I have so many posts I wanted to comment on but my retarded reply w quote secretly hates me, so Im just gonna sum it up...

WOW
LOVE IT, a bit scarey ...maybe walk with mace? or a buddy?
wuz mount biking down main street with Tiger and kid the other day ~ I got a "hay baby, fine!"...I turned behind me and asked Toger "was that you?" hes had no idea what I was talking about, so Im gonna go ahead an tell myself it was some guy that drove bye lol. Didnt realize how much I liked that stuff, it used to be annoying to me  :Big Grin: 
omg...I have the opposite prob Gbrice ~ i allways think Im hott and get surprised when I see im not rite now lol
My family is the same [email protected] way. so uncool. but who cares ~ you have your very own personal cheerleaders RITE HERE <3
the truely awsome thing about dieting is that alcohol is usualy cut out or doen, and when we do drink ~ were cheep drunks! lol

GIRLYGYMRAT = Attachment 117536

----------


## RaginCajun

don't beat ya self up over it. i know that when i come off of an alcohol night, my weight will be high for a few days, i hold water like a woman! do not overdo it with the weights either, do what you can and go from there. and thanks for the compliment :Wink/Grin:

----------


## GirlyGymRat

I went to the gym and did my beloved spinning class!!! back in the saddle again and I soooooooo missed that class. gonna hold off on weights for another week and then ease into it!!

----------


## GirlyGymRat

> do not overdo it with the weights either, do what you can and go from there. and *thanks for the compliment*


u most deserving ; )

----------


## marionx

By eating healthy you are boosting your energy levels, improving your bodily functions, and helping to improve your immune.

----------


## GirlyGymRat

> By eating healthy you are boosting your energy levels, improving your bodily functions, and helping to improve your immune.


Thx for stopping by!

I haven't been sick, not even a sinus infection, all year since I started eating properly.
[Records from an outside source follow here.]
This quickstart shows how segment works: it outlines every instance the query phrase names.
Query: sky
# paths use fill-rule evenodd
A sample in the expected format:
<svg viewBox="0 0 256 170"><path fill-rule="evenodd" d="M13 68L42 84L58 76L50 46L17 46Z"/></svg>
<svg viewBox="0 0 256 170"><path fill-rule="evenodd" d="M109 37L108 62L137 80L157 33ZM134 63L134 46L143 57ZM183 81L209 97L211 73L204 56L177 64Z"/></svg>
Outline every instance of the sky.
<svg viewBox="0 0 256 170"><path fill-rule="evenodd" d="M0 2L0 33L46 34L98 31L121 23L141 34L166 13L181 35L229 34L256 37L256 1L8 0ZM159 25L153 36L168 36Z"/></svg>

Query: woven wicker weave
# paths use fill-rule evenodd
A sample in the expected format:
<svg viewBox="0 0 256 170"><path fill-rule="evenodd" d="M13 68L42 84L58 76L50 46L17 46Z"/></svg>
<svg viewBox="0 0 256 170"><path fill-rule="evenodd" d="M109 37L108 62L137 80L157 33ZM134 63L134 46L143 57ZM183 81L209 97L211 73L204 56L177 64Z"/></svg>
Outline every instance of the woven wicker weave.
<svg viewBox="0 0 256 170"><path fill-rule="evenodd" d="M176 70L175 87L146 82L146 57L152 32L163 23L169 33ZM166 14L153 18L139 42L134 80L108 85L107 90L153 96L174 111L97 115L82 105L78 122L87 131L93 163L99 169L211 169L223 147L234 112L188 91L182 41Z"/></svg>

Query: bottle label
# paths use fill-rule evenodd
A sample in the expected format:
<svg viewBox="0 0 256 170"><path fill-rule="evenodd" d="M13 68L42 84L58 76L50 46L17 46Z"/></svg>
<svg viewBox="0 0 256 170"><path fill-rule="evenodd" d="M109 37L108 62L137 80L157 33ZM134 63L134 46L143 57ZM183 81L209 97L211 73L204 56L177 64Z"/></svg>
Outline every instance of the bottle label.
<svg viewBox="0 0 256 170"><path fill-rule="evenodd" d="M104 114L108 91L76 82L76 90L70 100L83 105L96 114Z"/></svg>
I do use a netty pot on occasion and ear candle regularity, but no colds, no flu, no days down. Just luv that!!!

----------


## Ladyblahblah

> *I went to the gym and did my beloved spinning class!!! back in the saddle again* and I soooooooo missed that class. gonna hold off on weights for another week and then ease into it!!


Trying to catch up...
Yea!! Good for you ~ I know it was driving you crazy not being able to go. I think it's great that your holding off a little more on the weights and having the "taking it easy" attitude. Every individual is different, of course, but I found it to be quite difficult doing upper body for a few months after my surgery. So don't be disappointed IF you can't do some chest and/or shoulder exercises for awhile. But I want to stress the "if" because you may be right back in there throwing those weights around like you're Wonder Woman!!  :Smilie: 

Sorry about the disappointing reaction from your family during your visit. (The physical appearance topic with my family is a nightmare, too). I think you have an incredible attitude and am glad you didn't let it get you down. You've come a long way, worked very hard to attain your goals and know that you look great. And like everyone else in here said, isn't that all that really matters?  :Smilie:  

From what I've read so far and with the brief story you gave me re: your journey, I have complete faith that you'll be on the right side of 140 *in no time at all!*

----------


## GirlyGymRat

> Trying to catch up...
> Yea!! Good for you ~ I know it was driving you crazy not being able to go. I think it's great that your holding off a little more on the weights and having the "taking it easy" attitude.* Every individual is different, of course, but I found it to be quite difficult doing upper body for a few months after my surgery. So don't be disappointed IF you can't do some chest and/or shoulder exercises for awhile.* But I want to stress the "if" because you may be right back in there throwing those weights around like you're Wonder Woman!! 
> 
> *Sorry about the disappointing reaction from your family during your visit.* (The physical appearance topic with my family is a nightmare, too). I think you have an incredible attitude and am glad you didn't let it get you down. You've come a long way, worked very hard to attain your goals and know that you look great. And like everyone else in here said, isn't that all that really matters?  
> 
> From what I've read so far and with the brief story you gave me re: your journey, I have complete faith that you'll be on the right side of 140 *in no time at all!*


I did weight today and LBB, you are so right...I could only do chest flys without weights. I pulled back on all weights - It will be a little bit before I can be wonder woman again..LMAO!!!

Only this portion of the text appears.